(1836-1902), Jewish-Polish born industrialist, banker, railroad magnate, and adviser to the Russian Ministry of Finance; author of Future War in Its Technical, Economic, and Political Relations (1898).
Jan Bloch, also known as Jean de Bloch and Ivan Stanislavovich Bliokh, was born in Radom, in the kingdom of Poland, to Jewish parents. He converted to Calvinism in the 1850s and to Catholicism upon his marriage into a prominent banking family of Warsaw. Bloch made his fortune in the railway boom of the 1860s, when he funded the construction of rail lines in southwest Russia. He was a strong advocate of liberal reform.
Bloch addressed the technical, economic, and political aspects of modern, industrial war. He combined a detailed analysis of military technology and the changes it was bringing to the battlefield with a strategic-operational assessment of the role of railroads, and concluded that defense would dominate the offense, making impossible a single, decisive battle. Maneuver would give way to firepower and positional warfare. Indecision, when coupled with the capacity of modern economies to generate war materials for the front, would turn a general European war into a protracted and bloody conflict. Modern war in this form would lead to social crisis and revolution. Bloch concluded that a general European war would be so destructive that statesmen would be prudent enough to avoid unleashing one.
Bloch's pacifism was not utopian, but rather was founded upon pragmatism and pessimism. Behind Bloch's analysis of future war stood several decades of sustained study of railroads and their impact on the national economy, national finances, and the study of the so-called Jewish question and modern anti-Semitism. Moreover, his research work rested upon a methodology that was distinctly modern and interdisciplinary, involving the collective research of specialists in a research institute. Bloch's practical influence on the government of Nicholas II was limited and short-lived, culminating in a call for a European disarmament conference. Bloch opposed any military adventure in the Far East. He died in 1902, before the Russo-Japanese War provided a warning of political and military things to come.
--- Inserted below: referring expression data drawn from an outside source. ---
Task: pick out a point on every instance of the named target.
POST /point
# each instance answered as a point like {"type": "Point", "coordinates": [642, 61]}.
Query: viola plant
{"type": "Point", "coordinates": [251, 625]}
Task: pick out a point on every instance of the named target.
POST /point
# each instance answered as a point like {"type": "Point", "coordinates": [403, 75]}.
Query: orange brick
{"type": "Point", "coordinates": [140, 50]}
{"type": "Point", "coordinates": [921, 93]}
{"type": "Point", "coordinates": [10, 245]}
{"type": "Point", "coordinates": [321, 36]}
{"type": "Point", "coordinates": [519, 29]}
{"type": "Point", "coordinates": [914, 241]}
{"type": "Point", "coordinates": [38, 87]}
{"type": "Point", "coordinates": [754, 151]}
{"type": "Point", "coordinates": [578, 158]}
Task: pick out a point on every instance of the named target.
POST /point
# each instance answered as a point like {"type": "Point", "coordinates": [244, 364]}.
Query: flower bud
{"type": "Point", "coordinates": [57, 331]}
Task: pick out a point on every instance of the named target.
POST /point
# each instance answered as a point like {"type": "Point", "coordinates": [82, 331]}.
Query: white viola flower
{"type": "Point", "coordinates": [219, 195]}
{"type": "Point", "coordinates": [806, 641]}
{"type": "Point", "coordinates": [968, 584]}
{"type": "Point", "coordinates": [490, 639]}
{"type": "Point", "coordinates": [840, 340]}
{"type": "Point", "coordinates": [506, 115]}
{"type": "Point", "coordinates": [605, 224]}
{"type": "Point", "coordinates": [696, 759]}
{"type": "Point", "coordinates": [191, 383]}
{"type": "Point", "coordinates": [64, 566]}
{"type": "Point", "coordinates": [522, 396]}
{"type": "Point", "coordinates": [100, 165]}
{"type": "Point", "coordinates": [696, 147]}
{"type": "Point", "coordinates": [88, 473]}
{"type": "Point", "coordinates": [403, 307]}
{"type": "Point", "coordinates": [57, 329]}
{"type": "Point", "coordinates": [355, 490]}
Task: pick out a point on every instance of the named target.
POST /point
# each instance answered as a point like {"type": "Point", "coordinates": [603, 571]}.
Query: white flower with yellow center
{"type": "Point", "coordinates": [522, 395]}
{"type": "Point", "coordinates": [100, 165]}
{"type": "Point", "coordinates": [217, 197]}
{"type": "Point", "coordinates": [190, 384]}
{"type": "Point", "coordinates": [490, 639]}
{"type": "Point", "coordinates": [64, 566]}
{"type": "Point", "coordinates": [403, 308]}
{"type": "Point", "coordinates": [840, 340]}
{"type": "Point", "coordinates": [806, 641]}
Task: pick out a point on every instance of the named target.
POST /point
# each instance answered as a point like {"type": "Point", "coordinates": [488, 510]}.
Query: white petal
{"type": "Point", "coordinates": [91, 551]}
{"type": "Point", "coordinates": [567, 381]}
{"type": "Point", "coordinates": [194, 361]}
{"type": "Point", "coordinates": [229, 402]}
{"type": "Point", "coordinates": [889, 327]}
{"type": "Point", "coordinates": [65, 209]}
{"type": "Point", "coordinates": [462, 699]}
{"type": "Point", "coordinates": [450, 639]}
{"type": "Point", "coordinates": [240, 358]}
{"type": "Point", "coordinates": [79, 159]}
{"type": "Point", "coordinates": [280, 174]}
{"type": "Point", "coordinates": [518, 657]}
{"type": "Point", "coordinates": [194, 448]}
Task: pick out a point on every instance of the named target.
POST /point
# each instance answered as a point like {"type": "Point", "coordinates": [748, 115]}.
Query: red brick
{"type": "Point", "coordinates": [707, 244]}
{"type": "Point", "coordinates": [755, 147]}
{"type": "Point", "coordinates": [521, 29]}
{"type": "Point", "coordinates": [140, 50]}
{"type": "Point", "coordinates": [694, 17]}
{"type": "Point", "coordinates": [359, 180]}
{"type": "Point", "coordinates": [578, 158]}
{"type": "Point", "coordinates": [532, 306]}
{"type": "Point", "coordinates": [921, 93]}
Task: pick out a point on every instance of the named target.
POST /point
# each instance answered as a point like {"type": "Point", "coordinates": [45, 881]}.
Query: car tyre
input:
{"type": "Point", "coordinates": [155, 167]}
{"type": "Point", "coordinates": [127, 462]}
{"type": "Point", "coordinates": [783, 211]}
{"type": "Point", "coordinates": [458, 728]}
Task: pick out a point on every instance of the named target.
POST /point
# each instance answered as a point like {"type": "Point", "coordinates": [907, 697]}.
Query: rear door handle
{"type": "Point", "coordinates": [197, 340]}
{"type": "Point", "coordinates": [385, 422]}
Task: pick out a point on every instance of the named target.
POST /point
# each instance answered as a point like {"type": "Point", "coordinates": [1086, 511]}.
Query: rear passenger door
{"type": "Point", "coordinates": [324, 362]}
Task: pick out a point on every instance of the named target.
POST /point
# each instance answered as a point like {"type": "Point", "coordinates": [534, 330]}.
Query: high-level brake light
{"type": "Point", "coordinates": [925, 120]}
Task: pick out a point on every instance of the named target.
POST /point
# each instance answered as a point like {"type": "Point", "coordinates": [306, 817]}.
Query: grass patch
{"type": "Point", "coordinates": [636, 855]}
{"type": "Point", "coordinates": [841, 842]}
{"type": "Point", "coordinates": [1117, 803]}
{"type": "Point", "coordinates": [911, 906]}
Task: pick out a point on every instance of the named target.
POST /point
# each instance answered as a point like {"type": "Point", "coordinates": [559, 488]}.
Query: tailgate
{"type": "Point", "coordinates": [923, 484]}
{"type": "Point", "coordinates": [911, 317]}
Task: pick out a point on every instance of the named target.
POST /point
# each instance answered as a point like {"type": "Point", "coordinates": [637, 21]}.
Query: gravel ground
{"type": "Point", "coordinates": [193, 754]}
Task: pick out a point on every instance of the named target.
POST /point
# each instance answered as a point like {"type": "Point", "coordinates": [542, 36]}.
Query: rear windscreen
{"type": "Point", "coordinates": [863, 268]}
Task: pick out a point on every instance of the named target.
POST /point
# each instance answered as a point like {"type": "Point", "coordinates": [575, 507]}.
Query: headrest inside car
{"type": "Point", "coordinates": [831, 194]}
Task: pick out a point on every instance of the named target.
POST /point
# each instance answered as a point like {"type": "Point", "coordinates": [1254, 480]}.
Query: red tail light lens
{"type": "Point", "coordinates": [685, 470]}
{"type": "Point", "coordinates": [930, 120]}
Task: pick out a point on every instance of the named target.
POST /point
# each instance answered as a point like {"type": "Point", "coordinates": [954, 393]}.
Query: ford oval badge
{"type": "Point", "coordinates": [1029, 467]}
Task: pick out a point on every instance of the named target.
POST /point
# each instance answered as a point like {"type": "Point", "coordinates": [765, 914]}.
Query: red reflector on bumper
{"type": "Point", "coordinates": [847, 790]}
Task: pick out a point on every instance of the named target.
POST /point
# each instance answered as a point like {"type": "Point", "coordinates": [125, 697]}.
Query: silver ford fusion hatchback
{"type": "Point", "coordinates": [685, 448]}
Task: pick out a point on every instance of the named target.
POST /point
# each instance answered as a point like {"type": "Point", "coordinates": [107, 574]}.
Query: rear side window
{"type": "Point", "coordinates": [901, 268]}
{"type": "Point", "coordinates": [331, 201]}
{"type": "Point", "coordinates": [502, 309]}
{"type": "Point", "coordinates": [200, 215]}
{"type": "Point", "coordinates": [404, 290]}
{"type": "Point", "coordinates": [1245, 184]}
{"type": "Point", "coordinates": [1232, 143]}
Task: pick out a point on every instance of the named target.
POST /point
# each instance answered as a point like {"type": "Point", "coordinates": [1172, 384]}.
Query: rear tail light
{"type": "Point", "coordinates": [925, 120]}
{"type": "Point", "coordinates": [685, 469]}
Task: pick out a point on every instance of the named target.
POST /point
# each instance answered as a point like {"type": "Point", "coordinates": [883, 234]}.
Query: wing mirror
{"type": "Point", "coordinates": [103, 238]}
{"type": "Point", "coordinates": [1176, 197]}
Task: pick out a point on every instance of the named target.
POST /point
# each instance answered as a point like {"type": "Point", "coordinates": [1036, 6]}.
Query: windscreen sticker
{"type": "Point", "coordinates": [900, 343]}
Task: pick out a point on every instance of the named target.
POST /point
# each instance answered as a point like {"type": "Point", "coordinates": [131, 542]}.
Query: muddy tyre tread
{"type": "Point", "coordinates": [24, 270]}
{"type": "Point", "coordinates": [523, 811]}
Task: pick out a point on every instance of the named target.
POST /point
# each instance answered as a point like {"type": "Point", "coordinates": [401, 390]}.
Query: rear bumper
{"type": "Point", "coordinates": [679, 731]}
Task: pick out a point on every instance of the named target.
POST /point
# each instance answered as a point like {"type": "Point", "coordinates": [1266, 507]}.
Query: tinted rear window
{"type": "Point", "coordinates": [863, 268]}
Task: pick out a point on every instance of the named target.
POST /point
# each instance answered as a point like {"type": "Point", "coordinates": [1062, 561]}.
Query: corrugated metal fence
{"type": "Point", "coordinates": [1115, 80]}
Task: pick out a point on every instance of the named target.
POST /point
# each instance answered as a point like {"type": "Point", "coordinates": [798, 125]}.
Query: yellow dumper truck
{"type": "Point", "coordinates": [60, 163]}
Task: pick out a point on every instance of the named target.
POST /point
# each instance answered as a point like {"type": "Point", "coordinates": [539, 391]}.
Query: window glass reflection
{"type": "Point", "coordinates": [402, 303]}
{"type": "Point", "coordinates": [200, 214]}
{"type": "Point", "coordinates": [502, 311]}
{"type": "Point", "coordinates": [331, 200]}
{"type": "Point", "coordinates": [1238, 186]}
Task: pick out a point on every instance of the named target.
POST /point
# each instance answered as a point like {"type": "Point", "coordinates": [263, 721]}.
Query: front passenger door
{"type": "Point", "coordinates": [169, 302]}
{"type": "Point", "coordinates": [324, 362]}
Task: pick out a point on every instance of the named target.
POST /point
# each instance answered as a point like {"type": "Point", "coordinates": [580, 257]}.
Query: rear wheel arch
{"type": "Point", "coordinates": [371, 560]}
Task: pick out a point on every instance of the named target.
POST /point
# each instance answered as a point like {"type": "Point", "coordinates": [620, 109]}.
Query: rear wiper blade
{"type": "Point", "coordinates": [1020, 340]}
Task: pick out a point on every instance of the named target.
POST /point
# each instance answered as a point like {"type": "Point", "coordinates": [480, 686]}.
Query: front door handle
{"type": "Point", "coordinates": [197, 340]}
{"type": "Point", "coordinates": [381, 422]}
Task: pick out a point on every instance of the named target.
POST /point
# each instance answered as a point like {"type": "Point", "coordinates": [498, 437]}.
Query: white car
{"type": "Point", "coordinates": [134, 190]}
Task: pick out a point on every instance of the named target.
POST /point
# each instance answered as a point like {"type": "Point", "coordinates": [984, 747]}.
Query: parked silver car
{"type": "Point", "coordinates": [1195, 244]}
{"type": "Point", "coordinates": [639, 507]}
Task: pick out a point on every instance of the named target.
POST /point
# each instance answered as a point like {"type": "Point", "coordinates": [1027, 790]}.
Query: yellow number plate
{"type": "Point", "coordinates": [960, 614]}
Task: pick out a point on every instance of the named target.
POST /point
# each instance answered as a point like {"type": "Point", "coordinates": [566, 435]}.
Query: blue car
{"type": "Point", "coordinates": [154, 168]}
See also: military, imperial era; railways
Bloch, Jan. (1991). Is War Now Impossible? Being an Abridgement of the War of the Future in Its Technical, Economic, and Political Relations. London: Gregg Revivals.
Kipp, Jacob W. (1996). "Soldiers and Civilians Confronting Future War: Lev Tolstoy, Jan Bloch, and Their Russian Military Critics." In Tooling for War: Military Transformation in the Industrial Age, ed. Stephen D. Chiabotti. Chicago: Imprint Publications.